Steroid Injection for Knee Arthritis Good For One Week

Research has shown that corticosteroids injected into the joint work for reducing knee pain caused by osteoarthritis. But how long does the effect last? Osteoarthritis is a chronic problem, so long-term solutions are needed. Just how well do steroid injections work? According to the results of this study: the pain reducing effect lasts about one week. Steroid injections offer short-term pain relief but they aren't advised for more than that.

Since we know that almost half of all adults age 80 and older will have osteoarthritis of the knee, finding ways to decrease the painful symptoms is important if these folks are going to stay active and independent. Not only that, but almost one-quarter of the entire U.S. adult population have some symptoms of arthritis. That's a staggering statistic and a significant one given the focus on physical activity and exercise as the best way to stay healthy, avoid weight gain, and manage diseases like osteoarthritis as well as diabetes and high blood pressure.

The authors did an extensive electronic review of the published articles on the subject of corticosteroids for joint osteoarthritis. They were specifically looking for data that would show if corticosteroid injections work for this problem. And if so, how well do they work, and how long does the effect last? While they were compiling the data, they also decided to take a look at the various steroids used (e.g., betamethasone, methylprednisolone, triamcinolone) and see if one was better than the rest.

There weren't very many studies: only six trials reported in five different papers compared a corticosteroid to a placebo. And only four separate studies compared results using different types of corticosteroids. This type of review is called a systematic review. It is a good way to look at the evidence supporting or refuting any kind of treatment, including steroid joint injection. Individual doctors, clinicians, and even patients (consumers) just don't have the time to comb through all the literature looking for answers. Or in the case of consumers, they may not really know how to analyze and interpret what they read. Systematic reviews like this one do the leg work for us.
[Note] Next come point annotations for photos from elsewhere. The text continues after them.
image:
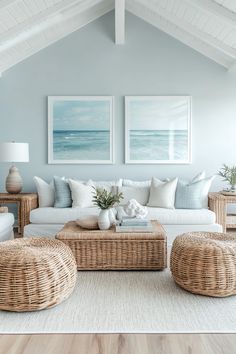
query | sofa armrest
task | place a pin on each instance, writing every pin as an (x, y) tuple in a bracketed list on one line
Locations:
[(217, 203)]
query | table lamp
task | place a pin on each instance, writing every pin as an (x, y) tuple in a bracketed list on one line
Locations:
[(14, 152)]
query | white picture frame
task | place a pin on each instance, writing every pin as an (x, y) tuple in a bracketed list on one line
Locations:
[(158, 129), (80, 129)]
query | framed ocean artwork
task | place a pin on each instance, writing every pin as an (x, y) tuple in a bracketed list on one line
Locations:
[(80, 130), (158, 129)]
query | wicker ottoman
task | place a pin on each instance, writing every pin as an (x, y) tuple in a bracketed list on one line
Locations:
[(205, 263), (35, 274)]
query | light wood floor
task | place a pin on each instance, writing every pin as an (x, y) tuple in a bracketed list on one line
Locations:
[(119, 344)]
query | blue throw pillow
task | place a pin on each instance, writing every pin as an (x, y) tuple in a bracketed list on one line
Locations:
[(190, 195), (62, 193)]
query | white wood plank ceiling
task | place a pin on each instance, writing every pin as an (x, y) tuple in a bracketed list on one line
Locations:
[(27, 26)]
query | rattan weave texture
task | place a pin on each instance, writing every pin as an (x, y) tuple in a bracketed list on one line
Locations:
[(35, 273), (107, 249), (205, 263)]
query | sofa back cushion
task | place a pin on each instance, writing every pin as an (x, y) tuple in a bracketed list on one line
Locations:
[(82, 194), (162, 194), (62, 193), (45, 191), (193, 195)]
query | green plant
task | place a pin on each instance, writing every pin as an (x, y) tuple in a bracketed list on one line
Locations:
[(229, 174), (104, 199)]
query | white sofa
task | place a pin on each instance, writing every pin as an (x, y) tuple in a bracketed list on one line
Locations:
[(6, 226), (48, 221)]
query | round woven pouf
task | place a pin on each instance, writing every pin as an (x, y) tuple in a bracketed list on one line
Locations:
[(35, 274), (205, 263)]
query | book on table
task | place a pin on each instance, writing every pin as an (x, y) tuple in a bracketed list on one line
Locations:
[(134, 225)]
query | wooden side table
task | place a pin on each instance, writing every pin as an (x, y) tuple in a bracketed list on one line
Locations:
[(25, 203), (218, 203)]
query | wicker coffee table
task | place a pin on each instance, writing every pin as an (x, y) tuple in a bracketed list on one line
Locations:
[(96, 249)]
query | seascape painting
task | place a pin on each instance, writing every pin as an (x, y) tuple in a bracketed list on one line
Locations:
[(80, 129), (158, 129)]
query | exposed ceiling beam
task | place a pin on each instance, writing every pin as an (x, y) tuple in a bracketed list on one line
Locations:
[(120, 21), (5, 3), (76, 21), (151, 17), (215, 9), (187, 27), (45, 18)]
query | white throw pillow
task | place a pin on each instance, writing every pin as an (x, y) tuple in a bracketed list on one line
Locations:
[(141, 194), (82, 194), (45, 191), (206, 188), (131, 183), (199, 177), (162, 194)]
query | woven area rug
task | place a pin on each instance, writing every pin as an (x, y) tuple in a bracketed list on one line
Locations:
[(124, 302)]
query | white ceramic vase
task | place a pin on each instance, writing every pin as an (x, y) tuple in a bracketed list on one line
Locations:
[(104, 219)]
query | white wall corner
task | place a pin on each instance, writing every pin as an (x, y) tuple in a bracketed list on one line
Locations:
[(120, 21)]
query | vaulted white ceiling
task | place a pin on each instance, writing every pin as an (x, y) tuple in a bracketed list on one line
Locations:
[(27, 26)]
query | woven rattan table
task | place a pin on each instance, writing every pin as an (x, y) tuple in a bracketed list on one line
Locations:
[(96, 249)]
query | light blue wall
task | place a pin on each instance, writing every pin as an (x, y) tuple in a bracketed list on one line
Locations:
[(89, 63)]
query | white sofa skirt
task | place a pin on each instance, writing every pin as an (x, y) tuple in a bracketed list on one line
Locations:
[(50, 230), (6, 226)]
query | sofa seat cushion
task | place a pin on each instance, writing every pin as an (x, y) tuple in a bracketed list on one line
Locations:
[(182, 216), (165, 216), (59, 215), (6, 221)]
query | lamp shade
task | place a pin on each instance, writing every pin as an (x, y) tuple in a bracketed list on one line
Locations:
[(14, 152)]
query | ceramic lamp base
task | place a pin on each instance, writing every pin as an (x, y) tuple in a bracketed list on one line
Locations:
[(14, 181)]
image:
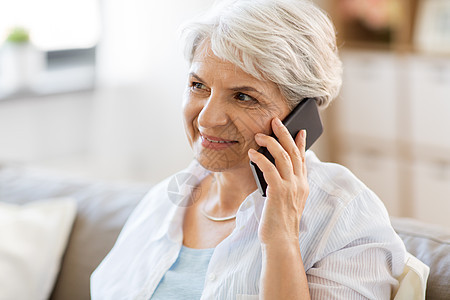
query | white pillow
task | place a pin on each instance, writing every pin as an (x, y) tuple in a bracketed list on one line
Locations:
[(33, 238)]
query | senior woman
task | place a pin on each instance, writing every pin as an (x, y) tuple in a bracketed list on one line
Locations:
[(318, 233)]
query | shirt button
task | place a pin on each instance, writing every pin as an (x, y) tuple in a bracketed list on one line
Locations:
[(211, 276), (246, 205)]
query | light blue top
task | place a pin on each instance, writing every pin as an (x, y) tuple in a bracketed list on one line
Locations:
[(186, 277)]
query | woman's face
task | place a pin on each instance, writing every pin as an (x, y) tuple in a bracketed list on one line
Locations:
[(224, 108)]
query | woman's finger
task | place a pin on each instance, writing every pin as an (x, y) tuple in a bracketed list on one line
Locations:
[(288, 144), (300, 141), (283, 162), (270, 172)]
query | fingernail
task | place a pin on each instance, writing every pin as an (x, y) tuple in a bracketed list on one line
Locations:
[(278, 122)]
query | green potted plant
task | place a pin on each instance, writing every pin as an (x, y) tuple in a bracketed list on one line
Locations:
[(20, 62)]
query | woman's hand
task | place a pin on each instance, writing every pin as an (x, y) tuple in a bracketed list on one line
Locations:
[(287, 188)]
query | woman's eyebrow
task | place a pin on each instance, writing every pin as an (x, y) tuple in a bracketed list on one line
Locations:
[(236, 89), (192, 74), (247, 89)]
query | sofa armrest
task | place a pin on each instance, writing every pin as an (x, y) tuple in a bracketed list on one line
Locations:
[(431, 244)]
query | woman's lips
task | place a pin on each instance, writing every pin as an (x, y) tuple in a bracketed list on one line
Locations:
[(216, 143)]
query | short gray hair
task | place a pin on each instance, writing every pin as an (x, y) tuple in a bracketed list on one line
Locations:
[(289, 42)]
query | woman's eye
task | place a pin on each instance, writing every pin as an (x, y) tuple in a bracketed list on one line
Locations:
[(245, 98)]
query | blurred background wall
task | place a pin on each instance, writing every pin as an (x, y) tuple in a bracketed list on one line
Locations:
[(94, 88)]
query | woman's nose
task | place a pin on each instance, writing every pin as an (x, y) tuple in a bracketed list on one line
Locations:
[(213, 113)]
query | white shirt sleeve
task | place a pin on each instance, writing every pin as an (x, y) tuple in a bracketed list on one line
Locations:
[(363, 255)]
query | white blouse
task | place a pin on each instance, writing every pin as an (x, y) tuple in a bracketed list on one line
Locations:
[(348, 246)]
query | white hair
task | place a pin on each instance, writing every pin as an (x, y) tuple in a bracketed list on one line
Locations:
[(289, 42)]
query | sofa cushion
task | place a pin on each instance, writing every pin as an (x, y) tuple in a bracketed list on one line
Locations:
[(102, 209), (33, 240), (431, 244)]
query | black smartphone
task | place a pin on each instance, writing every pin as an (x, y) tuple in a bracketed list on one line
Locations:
[(304, 116)]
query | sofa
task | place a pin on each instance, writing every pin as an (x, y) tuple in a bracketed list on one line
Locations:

So, here's what they found out. Besides showing that knee pain was reduced for at least one week, there was also evidence that the pain was decreased by 30 per cent. Triamcinolone came out as the front-runner in providing the best results. But not all corticosteroids were included in comparative studies and the use of validated outcome measurements was very limited. Outcome measures refers to the way results are measured such as the visual analog scale (VAS) as a clinical indication of pain and change in pain. Other validated tests that could be used also include the Western Ontario and McMaster Universities Osteoarthritis Index (WOMAC) and the Short-form-36 (SF-36).

For those who are interested, the authors do provide some details about the studies included in this systematic review. A discussion of research methods, results, weaknesses of the studies, and tables to show how they were compared are provided. Each study design such as single-blind, double-blind, crossover was listed along with the type of corticosteroid used, dosage, and similar information regarding the placebo used.

It's always helpful when doing comparative studies to also compare patient demographics. Demographics refer to patient characteristics such as age, sex, education level, socioeconomic status, and type of diagnosis. For this study, an additional measure (duration of disease) was also included. Results were primarily measured in terms of pain relief and patients were followed anywhere from one to 24 weeks (six months). The idea that corticosteroid injections provide only short-term pain relief at best is supported by other studies. When a longer period of time for pain relief was reported, the differences between steroid group and placebo group were not considered significant.

Other studies have investigated whether or not physicians can really deliver the injection into the joint space. The overall conclusion of studies looking at this factor is that properly trained medical staff can deliver the medication into the knee joint with no problem at all. Other joints such as the hip or shoulder may be more problematic requiring the use of fluoroscopy, a special real-time (3-D) X-ray that allows the surgeon to see what her or she is doing.

Fortunately, even though steroids only give short-term pain relief, there are other effective treatments patients can use as well. Physical activity and exercise, nutritional supplements, antiinflammatory drugs, braces, topical creams, and if necessary, surgery are all acceptable treatment choices. Finding the most optimal single treatment or combination of treatments may be an individual decision. More research is clearly needed in comparing different steroid injections, the timing and dosage of the injections, and factors that predict which patients are most likely to respond.

C. Tate Hepper, MD, et al. The Efficacy and Duration of Intra-articular and Steroid Injection for Knee Osteoarthritis: A Systematic Review of Level I Studies. In Journal of the American Academy of Orthopedic Surgeons. October 2009. Vol. 17. No. 10. Pp. 638-646.